To ensure that applications have a good chance of receiving funding, applicants can take the following considerations into account.
In order to succeed in accessing funds in general, a good understanding of the rules and procedures of the calls (as well as the guidelines and evaluation criteria) are crucial. The main mistakes met by evaluation committees are that goals and related activities are too general and that projects have not been prepared in detail.
- Small administrative mistakes, such as submission after the deadline or missing documents will lead to immediate rejection.
- Most donors have a prescribed format for proposals to which applicants must adhere. It is critical that all required sections are included and are within page limitations. When page limitations are not provided, the length of each section should reflect the scoring weight indicated in the guidelines.
- Project objectives should directly address the key objectives and cross-cutting issues mentioned.
- Ensure that objectives are realistic and clearly linked to the activities. Avoid having long lists of objectives or expected results (otherwise reporting will be very difficult)
- Do not assume that the reader is intimately familiar with what you are writing: Avoid jargon, explain concepts, spell out acronyms, etc.
- Evaluation committees don't have a lot of time to spend on each proposal. Make the document easy to skim: Use headings, good topic sentences, etc. These can be important "road signs" for the reader.
- Include citations and sources whenever using statistics or referring to research done by others - avoid unsupported subjective arguments
- When it comes to the justification for a project, ensure that there is an accurate analysis of the time, resources and the budget needed to perform the project. Evaluation committees tend to pay close attention to the budgets, therefore proposals should balance the funds budgeted for operational costs and supporting costs.

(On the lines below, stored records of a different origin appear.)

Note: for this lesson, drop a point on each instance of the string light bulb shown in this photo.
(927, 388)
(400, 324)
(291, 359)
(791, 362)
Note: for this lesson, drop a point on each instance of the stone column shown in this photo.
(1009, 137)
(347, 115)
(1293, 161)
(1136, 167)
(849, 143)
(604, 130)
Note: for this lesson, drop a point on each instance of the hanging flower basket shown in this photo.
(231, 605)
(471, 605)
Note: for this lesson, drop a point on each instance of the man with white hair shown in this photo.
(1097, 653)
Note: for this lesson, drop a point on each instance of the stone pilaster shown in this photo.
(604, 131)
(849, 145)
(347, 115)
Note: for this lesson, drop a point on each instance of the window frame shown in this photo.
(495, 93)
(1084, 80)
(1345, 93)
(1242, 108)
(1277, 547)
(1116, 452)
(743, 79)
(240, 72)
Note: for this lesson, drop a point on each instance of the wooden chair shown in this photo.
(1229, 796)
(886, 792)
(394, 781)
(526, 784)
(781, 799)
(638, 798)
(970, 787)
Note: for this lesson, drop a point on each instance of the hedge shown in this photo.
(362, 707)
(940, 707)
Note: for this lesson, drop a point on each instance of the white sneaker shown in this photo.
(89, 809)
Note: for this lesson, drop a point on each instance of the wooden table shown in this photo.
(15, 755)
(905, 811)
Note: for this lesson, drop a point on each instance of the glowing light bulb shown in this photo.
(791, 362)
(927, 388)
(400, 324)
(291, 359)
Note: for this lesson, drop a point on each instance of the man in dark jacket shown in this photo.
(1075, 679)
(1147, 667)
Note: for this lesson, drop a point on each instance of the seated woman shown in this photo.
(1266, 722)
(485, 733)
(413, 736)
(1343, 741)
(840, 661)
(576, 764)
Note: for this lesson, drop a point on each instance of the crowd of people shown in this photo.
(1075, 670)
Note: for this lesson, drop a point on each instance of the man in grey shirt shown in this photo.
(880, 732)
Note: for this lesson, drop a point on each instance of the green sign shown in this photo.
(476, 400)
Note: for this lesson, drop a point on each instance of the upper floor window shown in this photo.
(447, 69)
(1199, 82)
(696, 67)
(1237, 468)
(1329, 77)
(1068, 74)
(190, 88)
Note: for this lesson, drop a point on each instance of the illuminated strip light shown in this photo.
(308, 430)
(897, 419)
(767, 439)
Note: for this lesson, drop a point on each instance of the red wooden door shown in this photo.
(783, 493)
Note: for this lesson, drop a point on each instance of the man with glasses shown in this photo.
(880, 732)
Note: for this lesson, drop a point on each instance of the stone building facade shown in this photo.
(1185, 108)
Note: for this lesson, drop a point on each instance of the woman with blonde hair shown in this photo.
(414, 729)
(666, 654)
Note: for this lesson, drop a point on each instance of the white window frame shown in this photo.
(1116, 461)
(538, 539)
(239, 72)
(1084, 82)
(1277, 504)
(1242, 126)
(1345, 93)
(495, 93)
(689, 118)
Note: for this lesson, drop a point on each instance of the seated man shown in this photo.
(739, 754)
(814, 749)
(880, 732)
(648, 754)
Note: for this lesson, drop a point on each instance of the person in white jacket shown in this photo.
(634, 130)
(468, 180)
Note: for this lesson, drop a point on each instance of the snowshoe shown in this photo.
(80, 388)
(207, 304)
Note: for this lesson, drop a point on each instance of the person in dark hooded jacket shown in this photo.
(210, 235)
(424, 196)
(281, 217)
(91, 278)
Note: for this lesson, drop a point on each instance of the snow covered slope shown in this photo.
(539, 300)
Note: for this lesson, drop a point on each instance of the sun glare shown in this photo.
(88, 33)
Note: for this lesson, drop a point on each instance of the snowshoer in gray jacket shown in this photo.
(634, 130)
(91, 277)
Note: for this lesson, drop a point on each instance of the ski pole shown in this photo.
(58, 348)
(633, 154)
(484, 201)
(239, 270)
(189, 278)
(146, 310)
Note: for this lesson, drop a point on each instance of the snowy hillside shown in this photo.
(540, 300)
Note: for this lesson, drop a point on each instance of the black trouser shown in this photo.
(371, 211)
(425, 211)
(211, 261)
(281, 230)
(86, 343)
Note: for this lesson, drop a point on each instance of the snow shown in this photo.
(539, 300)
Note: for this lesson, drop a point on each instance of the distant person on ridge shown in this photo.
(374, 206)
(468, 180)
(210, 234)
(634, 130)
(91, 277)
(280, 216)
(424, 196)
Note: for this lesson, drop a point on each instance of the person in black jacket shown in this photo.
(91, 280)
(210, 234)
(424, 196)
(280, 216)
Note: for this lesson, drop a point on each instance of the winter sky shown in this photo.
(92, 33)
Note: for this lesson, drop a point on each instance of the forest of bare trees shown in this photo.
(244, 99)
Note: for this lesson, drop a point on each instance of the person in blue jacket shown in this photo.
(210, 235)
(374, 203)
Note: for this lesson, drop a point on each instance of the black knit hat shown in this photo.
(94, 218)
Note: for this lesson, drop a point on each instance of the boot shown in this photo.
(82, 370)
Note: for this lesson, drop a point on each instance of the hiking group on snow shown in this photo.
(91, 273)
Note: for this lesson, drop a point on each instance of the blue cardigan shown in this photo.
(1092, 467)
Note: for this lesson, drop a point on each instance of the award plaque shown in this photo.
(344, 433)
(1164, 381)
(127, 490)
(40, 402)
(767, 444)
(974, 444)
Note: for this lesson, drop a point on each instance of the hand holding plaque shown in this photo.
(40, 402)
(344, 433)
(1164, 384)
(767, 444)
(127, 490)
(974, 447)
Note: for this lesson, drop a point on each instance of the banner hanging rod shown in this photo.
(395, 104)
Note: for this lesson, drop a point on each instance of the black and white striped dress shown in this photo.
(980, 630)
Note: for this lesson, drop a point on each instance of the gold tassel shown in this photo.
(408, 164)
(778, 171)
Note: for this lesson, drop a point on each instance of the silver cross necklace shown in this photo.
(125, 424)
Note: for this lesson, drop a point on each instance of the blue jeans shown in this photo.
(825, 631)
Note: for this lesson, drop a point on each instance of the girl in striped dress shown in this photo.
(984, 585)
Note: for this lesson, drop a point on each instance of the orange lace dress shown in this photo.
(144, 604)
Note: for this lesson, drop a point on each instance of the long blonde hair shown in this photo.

It is useful to have an understanding of the donor’s development cooperation policies, strategies, and mechanisms before preparing a proposal1. Donors may prefer to fund projects in countries where their development cooperation is already well-established, both in the interests of funding and sustainability. Other times, donors may prefer that proposals are articulated and aligned with the instruments used by the donor’s development cooperation; for instance, where mechanisms such as Sector-Wide Approaches or budget support are used, projects should be coordinated with those instruments, or otherwise be very well justified. Applicants should read the relevant policy papers and refer to them, when appropriate.
Follow-up with the donor about the status, evaluation, and outcome of your proposal after it is submitted. Request feedback about your proposal's strengths and weaknesses (whether it is successful or unsuccessful) and use this information as a basis for future proposals.
As discussed above, partnerships with local organisations are not always required but can be advantageous both in proposal development and eventual implementation of a project. To meet a donor’s criteria for grant-making, applicants are sometimes encouraged to contact donor offices or other stakeholders in the field in the very early stages of the identification process in order to ensure that the programme design is aligned and harmonised with local priorities, with other stakeholders’ interventions, and that it responds to the needs of final beneficiaries.
When included, local partners should participate and lead the identification process to ensure alignment with local priorities, and to provide the necessary ownership to assure long-term sustainability of the intervention.
In some cases, an organisation can only submit one grant application per round to a donor; or only one grant is awarded per organisation, whether it is a lead or an independent applicant. However, an organisation can be represented as a co-applicant in more than one consortium for which another organisation is submitting the application. This is one useful strategy for increasing the chances of a successful application.
NGOs with little experience in applying for funding should consider participating in other NGO’s projects funded by the same donor first. As a junior partner, organisations can build their capacity and get acquainted with the donor’s requirements without taking full responsibility for the project.
1 The Donor Profiles section of this Guide is intended to offer a good introduction of each European Donor's development cooperation policies and programmes.